そうは言いつつも、嬉しそうな顔をしている。その日、2人はゆっくり歩いて帰った。どのような会話をしていたのかは、2人の秘密としよう。


次の日の放課後、皆が部室に揃った。

「ということで、まずは謝らせてください!すみませんでした!」

善永が頭を下げる。篠原が言った。

「頭を上げな。いいんだよ。俺に関しては。それよりも、なぎさと仲直りができてよかった。」

「善永君、試合、頑張りましょう。」

「篠原さん…斎藤さん…!」

荘介が善永の背中を叩く。

「よかったな!善永!」

「ああ!」

和気あいあいとした空気の中、一太が口を開く。

「ですが、善永君、試合のメンバーを早く見つけなければ…なぎさ君が参加しないとなれば、あと5人必要です。」

「いえ、4人です…おい!入ってこい!」

すると、部室に一人の男が入ってきた。早明浦だ。


「やあ、紹介ありがとう。俺は、『兆栄高校の青いイナズマ』、剣道部二年の早明浦鈴之助だ!部活狩りの手助けをする、兆栄高校が誇るベスト・サムライだ!よろしくな!」


「これまた変なのが…」

荘介が呆れている。

「ていうかお前!俺も先輩だぞ!敬語使え!」

「敬語ってのは尊敬する相手に使うもんだ。」

「おい!どういう意味だ!」

「ふふ。
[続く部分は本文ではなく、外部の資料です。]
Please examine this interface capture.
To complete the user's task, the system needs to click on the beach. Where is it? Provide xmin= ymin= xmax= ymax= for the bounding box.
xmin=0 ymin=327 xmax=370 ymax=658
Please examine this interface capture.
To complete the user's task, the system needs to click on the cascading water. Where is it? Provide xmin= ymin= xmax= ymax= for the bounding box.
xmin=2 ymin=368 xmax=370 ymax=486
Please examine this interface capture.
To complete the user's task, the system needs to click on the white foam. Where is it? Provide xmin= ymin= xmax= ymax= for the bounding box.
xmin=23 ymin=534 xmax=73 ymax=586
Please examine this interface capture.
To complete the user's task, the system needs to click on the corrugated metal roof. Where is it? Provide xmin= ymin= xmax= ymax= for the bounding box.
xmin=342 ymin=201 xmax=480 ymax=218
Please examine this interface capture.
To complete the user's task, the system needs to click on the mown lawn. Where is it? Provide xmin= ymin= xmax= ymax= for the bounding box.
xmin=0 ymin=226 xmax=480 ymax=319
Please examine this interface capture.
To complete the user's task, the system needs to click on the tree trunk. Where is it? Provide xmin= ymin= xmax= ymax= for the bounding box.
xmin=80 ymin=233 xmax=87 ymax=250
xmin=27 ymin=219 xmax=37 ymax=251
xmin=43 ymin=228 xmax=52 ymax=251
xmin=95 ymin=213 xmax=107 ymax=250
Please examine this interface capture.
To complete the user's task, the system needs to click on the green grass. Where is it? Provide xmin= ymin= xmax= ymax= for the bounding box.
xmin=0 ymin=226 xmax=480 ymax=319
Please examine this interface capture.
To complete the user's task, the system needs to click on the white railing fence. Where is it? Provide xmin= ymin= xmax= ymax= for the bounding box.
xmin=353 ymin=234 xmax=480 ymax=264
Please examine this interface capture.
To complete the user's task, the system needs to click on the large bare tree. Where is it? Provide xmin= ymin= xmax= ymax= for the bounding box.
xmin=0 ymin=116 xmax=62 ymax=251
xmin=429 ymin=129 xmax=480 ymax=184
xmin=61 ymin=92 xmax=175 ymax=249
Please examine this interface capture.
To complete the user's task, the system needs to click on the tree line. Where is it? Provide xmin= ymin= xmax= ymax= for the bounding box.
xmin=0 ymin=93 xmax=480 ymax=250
」

なぎさが突然くすっと笑った。荘介が不思議そうにしている。

「どうした?」

「いや、なんだか賑やかになったなって…」

「ああ、そうだな!」


再び一太が口を開く。

「あとの4名、どのように埋めましょうか?」

牛滋が手を挙げる。

「俺に一人あてがある。そいつに会いにいこうか。少なくとも、善永、荘介、なぎさには来てもらった方がいいかな。」

「わかりました。」

「話せばわかる奴だ。だから…」

早明浦が手に持っていた竹刀を掲げていた。

「竹刀はいらないな。」

それを聞いて、早明浦はがっかりする。竹刀をゆっくりと置いた。


篠原たちは部室を出て、どこかに向かっていた。

「それで、どういう人なんですか?」

善永が篠原に尋ねる。


「相撲部の男だ。」


「相撲部だって?戦力になるのか?」

勝手についてきていた早明浦が言った。

「そっぷ型の力士だ。野球でも戦えるさ。」

「イソップがなんだって?」

「お前まじで黙っとけ。」

そっぷ型とは、比較的痩せた、あるいは筋肉質の力士を指す。確かに、それなら野球でも戦力になりうるだろう。

篠原たちは相撲部の練習場所である相撲道場に到着した。


善永の挑戦状:「四国のいのち」と呼ばれるほど、四国地方においては重要な役割を持つ、吉野川上流にあるダムは何?